The close relationship between the Koch brothers, the United Negro College Fund, and UNCF’s handsomely compensated CEO shows how a once important creator of African American intellectual and economic growth has fallen for, as the old heads would day, the old okie-doke.
In June, UNCF accepted $25 million from the Koch brothers.
“We are enormously grateful to Koch Industries and the Charles Koch Foundation for their long-standing support of UNCF and for helping create new opportunities for earned success and a better future for our students,” Dr. Michael Lomax, president and CEO of UNCF, is quoted in the July newsletter for Koch Industries.
Wow. Where to begin? Charles Koch, who is now 78 years old, resigned from the proto-fascist John Birch Society in 1968. Hey, if black folks in Alabama were willing to forgive a repentant George Wallace, then, indeed, nearly any American can have a second act.
If only it were that easy for Charles Koch.
Koch never repudiated the Birch Society’s war against civil rights, nor its virulent attacks against Martin Luther King.
When UNCF took $25 million from the Kochs, it didn’t ask for an apology.
Dr. Lomax, a literature professor and former university president, whose compensation is now an eye-popping $1.5 million, does not seem to have brought up the awkward business of the Kochs’ support for ending the desegregation of a North Carolina school district in 2009.
What are Koch Industries and the Charles Koch foundation buying with their donation to a noted civil rights organization? Two things: Cover and cadre.
In supporting a far-reaching rightwing agenda, the Kochs are involved with some repugnant characters and repulsive ballot initiatives. When their candidates say outrageous things about racial minorities or women, the taint of it winds it way back to Wichita, the home of Koch Industries.
So the Kochs cover the bad smell by buying some good public relations.
To paraphrase the comedian Robin Harris, the Kochs have so much money, when they write a check, the bank bounces. The $25 million grant to the UNCF—founded in 1944 to aid black men and women in attending historically black universities and colleges in a segregated era—isn’t a big deal for a family that has spent hundreds of millions on candidates and causes.

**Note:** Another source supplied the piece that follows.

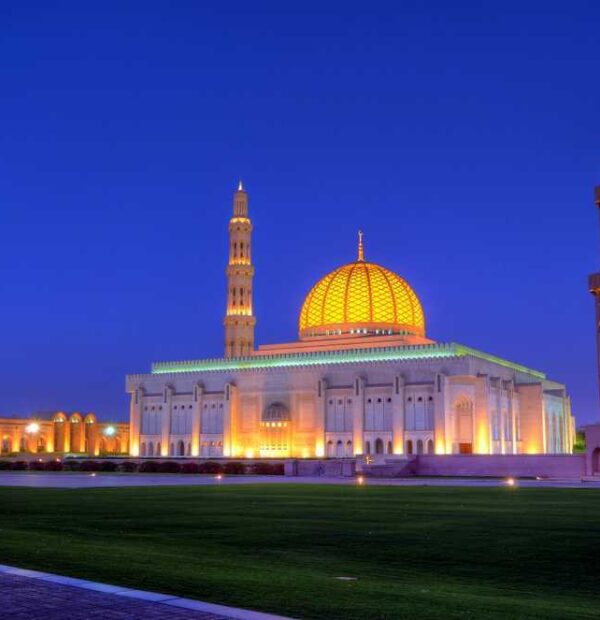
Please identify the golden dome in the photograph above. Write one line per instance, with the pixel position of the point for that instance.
(361, 298)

But this grant has some strings. And that goes to its second purpose: the cadre.
According to the UNCF, $18.5 million of the grant will go to fund “scholarships at the undergraduate and graduate levels and is focused on how entrepreneurship, economics, and innovation contribute to well-being for individuals, communities, and society.”
In other words, the grant will help nurture more Libertarian, free-market, anti-government, Ayn Rand acolytes.
These scholarship winners will find the doors open to them in the rightwing think tanks and lobbying groups the Kochs also fund. The Kochs are making a smart investment by helping to raise a cadre of libertarians of color.
Nice work if you can get it. Ask Lomax. He leads an organization that is in the business of raising money and opportunity for the tens of thousands of students, over 60 percent of who come from families that live at or below the poverty line.
The UNCF is a nonprofit charity organization. But its director’s $1.5 million in compensation, much of it listed in the group’s IRS Form 990 as “other compensation” or “deferred compensation,” is atypical of charity groups, to say the least. Actually, it’s more in line with the big trade associations.
The Kochs are creating an internship factory for their brand of political and economic ideology. It’s an ideology that seeks to privatize schools, destroy trade unions, and end government participation in industry regulation and social safety nets.
It’s an ideology that denies climate science. It’s an ideology that coddles the most repellent social conservatives and perpetuates culture wars.
It’s an ideology that squelches actual debate by paying for a flood of misdirection and academic hokum.
Is that really what the UNCF ought to be selling to young black men and women? The UNCF’s other donors might want to know more about how the venerable organization they support fell for the old okie-doke.